Source-based reports in the Indian media have refuted Pakistan's claims. ThePrint, for example, cites sources saying Pakistan was unable to track the launch of the missile. The source quoted in the portal's report says that the missile's trajectory shown by Pakistan is wrong and claimed that Pakistan's air defence did not work against the missile.
The fact that it took Pakistan over 24 hours to launch its first public protest against the incident lends credence to these claims. However, Pakistanis experts argue that Rawalpindi's priority was to investigate and defuse the crisis, which delayed the public statement.
7) Why was Pakistan unable to shoot down the missile?
Experts say it could be due to one of these two reasons:
One, Pakistan was unable to detect or track the missile.

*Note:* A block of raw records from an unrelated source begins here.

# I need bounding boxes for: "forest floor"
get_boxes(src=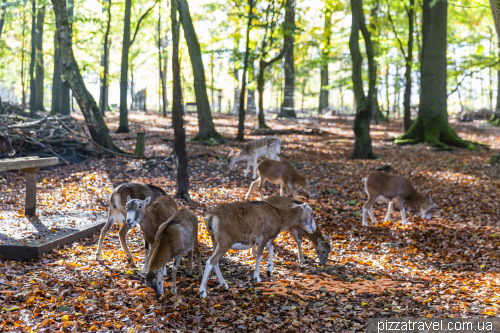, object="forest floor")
[0,112,500,332]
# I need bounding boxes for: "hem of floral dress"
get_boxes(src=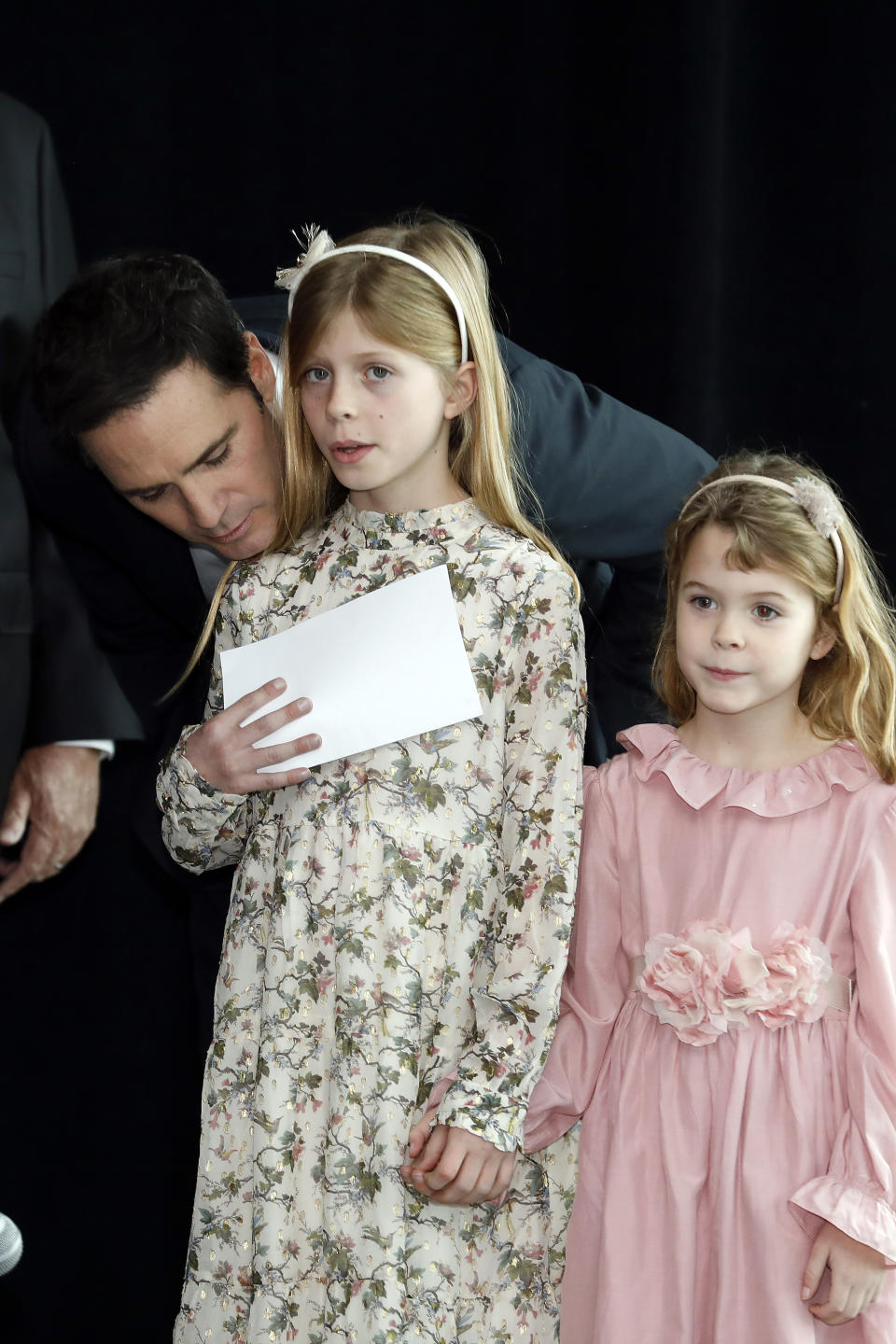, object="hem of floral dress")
[789,1176,896,1268]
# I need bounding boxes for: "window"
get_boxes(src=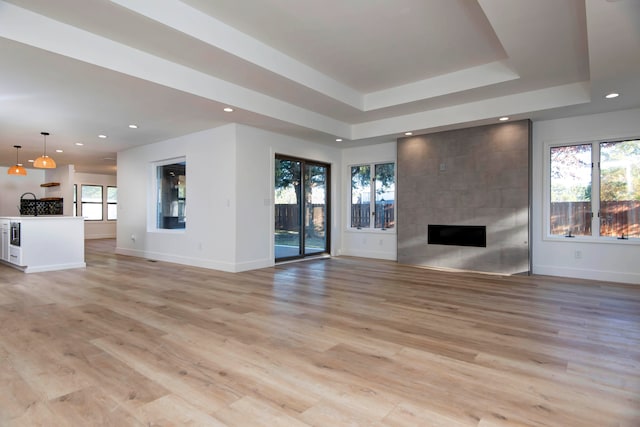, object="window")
[107,187,118,221]
[549,140,640,239]
[156,161,187,229]
[80,184,102,221]
[73,184,78,216]
[350,163,395,230]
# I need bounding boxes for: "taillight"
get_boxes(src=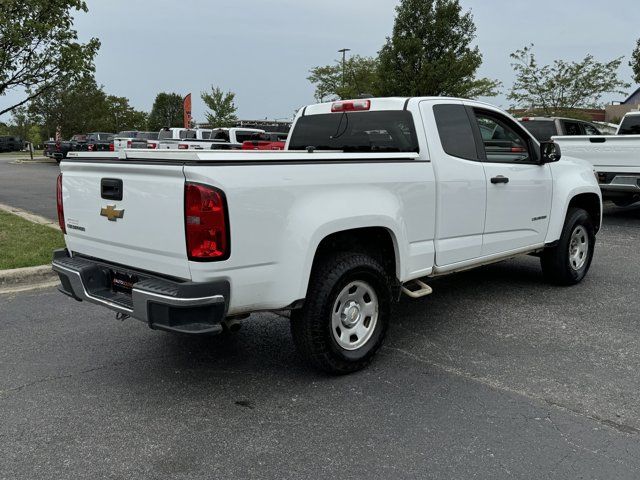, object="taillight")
[184,183,230,261]
[56,173,67,234]
[331,100,371,113]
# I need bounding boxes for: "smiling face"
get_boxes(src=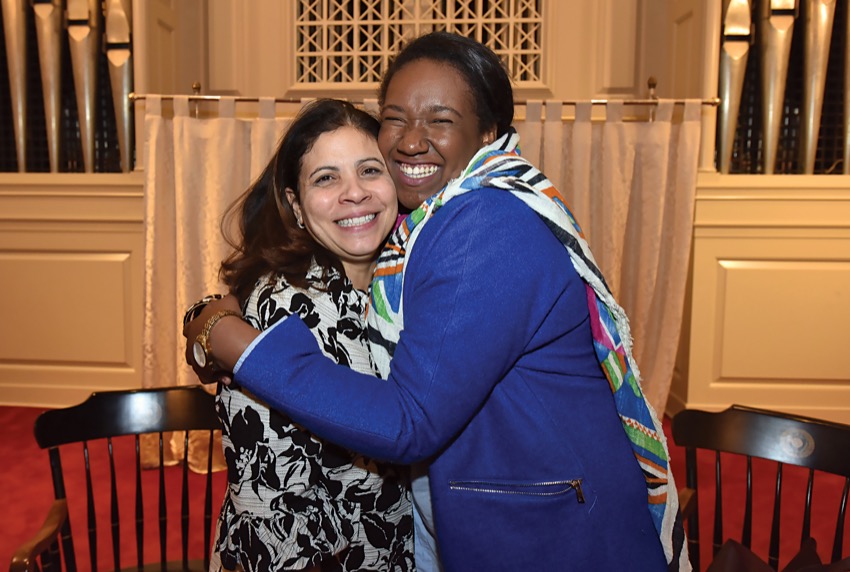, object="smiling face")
[378,59,496,209]
[286,127,398,289]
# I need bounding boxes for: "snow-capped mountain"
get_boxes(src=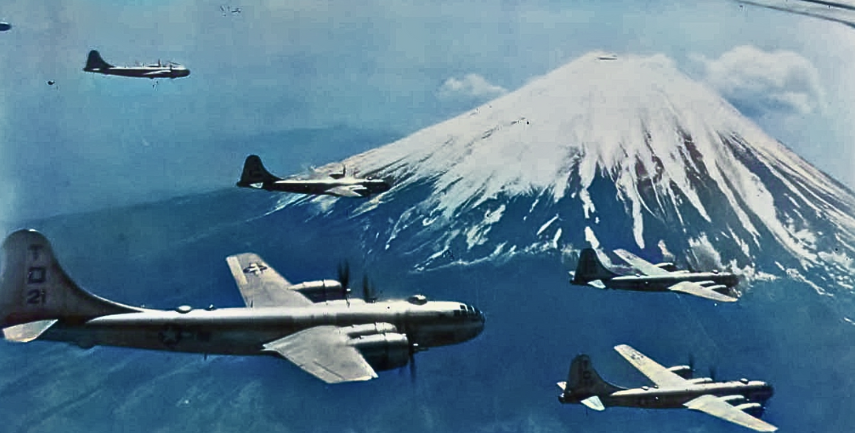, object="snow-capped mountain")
[279,52,855,292]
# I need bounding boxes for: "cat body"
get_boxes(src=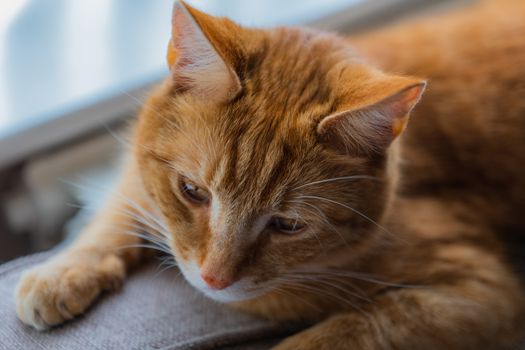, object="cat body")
[17,0,525,349]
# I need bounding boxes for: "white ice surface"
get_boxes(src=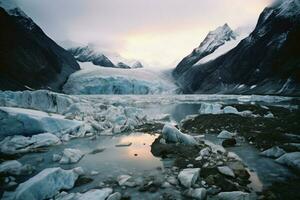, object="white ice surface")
[63,63,176,94]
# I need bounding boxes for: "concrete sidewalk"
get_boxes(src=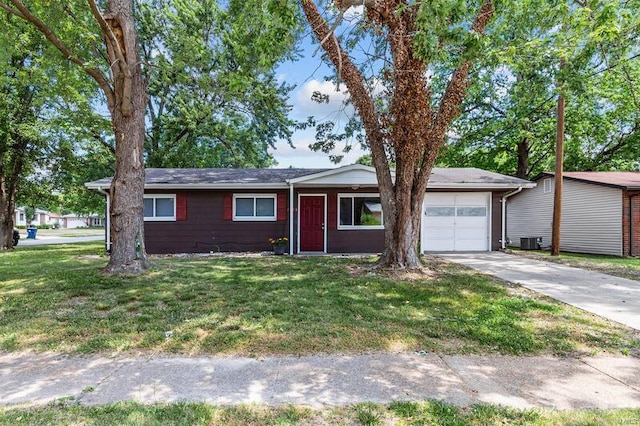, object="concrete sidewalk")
[0,353,640,409]
[439,252,640,332]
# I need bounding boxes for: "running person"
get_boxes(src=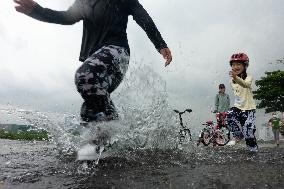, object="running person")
[14,0,172,122]
[227,53,258,151]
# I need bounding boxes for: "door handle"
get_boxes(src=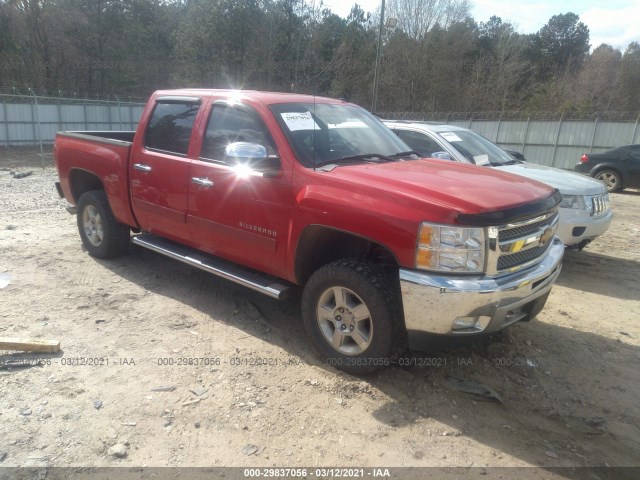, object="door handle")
[191,177,213,188]
[133,163,151,173]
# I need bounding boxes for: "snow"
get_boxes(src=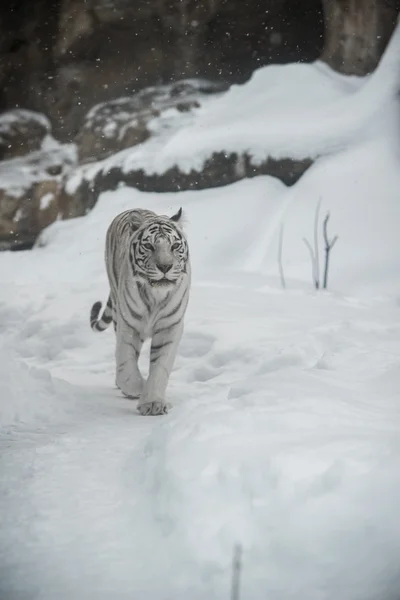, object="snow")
[0,43,400,600]
[68,25,400,193]
[0,108,51,140]
[0,141,77,198]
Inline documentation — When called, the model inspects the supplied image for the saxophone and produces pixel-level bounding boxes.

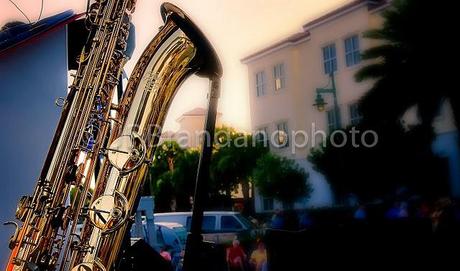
[6,0,222,271]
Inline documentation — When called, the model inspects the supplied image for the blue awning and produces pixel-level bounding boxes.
[0,10,79,54]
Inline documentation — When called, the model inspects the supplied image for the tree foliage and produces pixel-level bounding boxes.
[253,153,312,204]
[308,124,448,201]
[148,141,200,214]
[309,0,454,202]
[355,0,460,132]
[211,126,267,200]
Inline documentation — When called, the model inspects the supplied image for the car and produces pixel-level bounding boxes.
[130,220,187,270]
[154,211,256,244]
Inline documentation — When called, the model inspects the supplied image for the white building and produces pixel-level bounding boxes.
[242,0,460,212]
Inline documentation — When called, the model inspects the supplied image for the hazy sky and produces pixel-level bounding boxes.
[0,0,350,131]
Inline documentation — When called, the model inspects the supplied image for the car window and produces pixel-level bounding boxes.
[157,227,165,247]
[220,215,243,231]
[236,214,256,229]
[187,215,216,233]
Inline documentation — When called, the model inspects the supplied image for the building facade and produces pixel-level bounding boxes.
[242,0,458,212]
[160,107,222,148]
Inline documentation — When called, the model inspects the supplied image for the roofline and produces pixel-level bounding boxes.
[240,32,310,64]
[176,112,222,122]
[241,0,391,64]
[153,211,240,216]
[0,13,85,57]
[302,0,368,31]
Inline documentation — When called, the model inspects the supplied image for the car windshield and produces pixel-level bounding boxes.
[173,227,187,247]
[236,214,255,229]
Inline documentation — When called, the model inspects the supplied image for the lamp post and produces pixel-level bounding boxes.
[313,72,342,129]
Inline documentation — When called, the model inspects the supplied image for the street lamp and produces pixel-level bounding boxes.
[313,72,341,129]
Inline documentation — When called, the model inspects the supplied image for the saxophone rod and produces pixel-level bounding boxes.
[184,78,220,271]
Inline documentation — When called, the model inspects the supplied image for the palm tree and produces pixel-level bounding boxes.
[355,0,460,134]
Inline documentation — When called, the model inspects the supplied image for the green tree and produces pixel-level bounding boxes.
[308,124,448,202]
[253,153,312,208]
[356,0,460,133]
[211,126,267,209]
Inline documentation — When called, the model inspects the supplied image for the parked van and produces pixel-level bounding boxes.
[154,211,255,244]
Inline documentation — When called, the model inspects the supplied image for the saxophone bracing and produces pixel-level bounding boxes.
[6,0,222,271]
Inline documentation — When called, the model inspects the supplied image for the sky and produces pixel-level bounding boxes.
[0,0,351,132]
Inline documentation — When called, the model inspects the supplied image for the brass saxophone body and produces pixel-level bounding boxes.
[7,0,222,271]
[6,0,135,271]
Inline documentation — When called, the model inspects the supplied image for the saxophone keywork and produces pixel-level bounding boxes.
[6,0,222,271]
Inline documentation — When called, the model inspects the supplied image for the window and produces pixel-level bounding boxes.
[349,103,362,125]
[256,71,266,97]
[276,122,289,148]
[273,63,286,90]
[256,127,269,147]
[187,215,216,233]
[220,215,243,231]
[262,198,273,211]
[345,35,361,67]
[323,44,337,74]
[327,109,338,132]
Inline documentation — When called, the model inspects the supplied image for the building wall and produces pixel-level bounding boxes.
[243,1,460,215]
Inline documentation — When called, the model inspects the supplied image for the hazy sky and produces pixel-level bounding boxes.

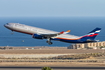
[0,0,105,17]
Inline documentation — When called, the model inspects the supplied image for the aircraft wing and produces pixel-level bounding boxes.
[40,30,70,38]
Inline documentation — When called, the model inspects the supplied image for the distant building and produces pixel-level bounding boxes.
[68,41,105,49]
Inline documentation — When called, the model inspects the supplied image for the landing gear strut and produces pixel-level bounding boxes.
[46,38,53,45]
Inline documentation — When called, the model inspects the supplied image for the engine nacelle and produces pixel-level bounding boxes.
[32,34,43,39]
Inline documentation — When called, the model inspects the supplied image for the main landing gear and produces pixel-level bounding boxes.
[46,38,53,45]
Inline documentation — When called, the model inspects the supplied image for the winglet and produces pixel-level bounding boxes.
[59,31,64,34]
[66,30,70,33]
[59,30,70,34]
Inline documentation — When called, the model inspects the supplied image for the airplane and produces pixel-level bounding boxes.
[4,23,101,45]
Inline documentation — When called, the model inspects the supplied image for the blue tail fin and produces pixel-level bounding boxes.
[80,28,101,42]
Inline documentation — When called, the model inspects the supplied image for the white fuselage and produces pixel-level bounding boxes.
[4,23,79,39]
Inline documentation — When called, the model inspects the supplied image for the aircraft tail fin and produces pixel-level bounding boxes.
[80,28,101,41]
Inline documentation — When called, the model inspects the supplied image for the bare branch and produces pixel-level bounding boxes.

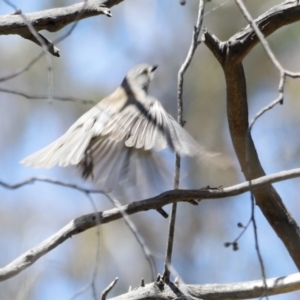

Two, unlike in times of crisis, Pakistan's air defence systems were not on hair-trigger alert when the missile entered its airspace.
8) Did Pakistan plan a retaliatory strike?
A report in Bloomberg says the incident "prompted Pakistan to prepare a retaliatory strike," but Rawalpindi decided against it as "an initial assessment indicated something was amiss".
This report has been dismissed by many in India, who argue that a retaliatory strike, if it was to happen, would have been launched within minutes after the Indian missile landed on Pakistani soil.
Pakistan was either unable to detect the missile or did not plan to launch a retaliatory strike on India, they argue, adding that the other reason behind Pakistan's restrained behaviour could be a prompt message from India about the inadvertent launch of the missile.
9) Did human error lead to the incident?
Exactly what led to the "inadvertent relase" of the missile is not known. In his statement in the Lok Sabha on Tuesday (15 March), Defence Minister Rajnath Singh said that the government had ordered a review of the "Standard Operation Procedures for operations, maintinanace and inspections". Based on this, some experts have concluded that the accident could be a result of human error.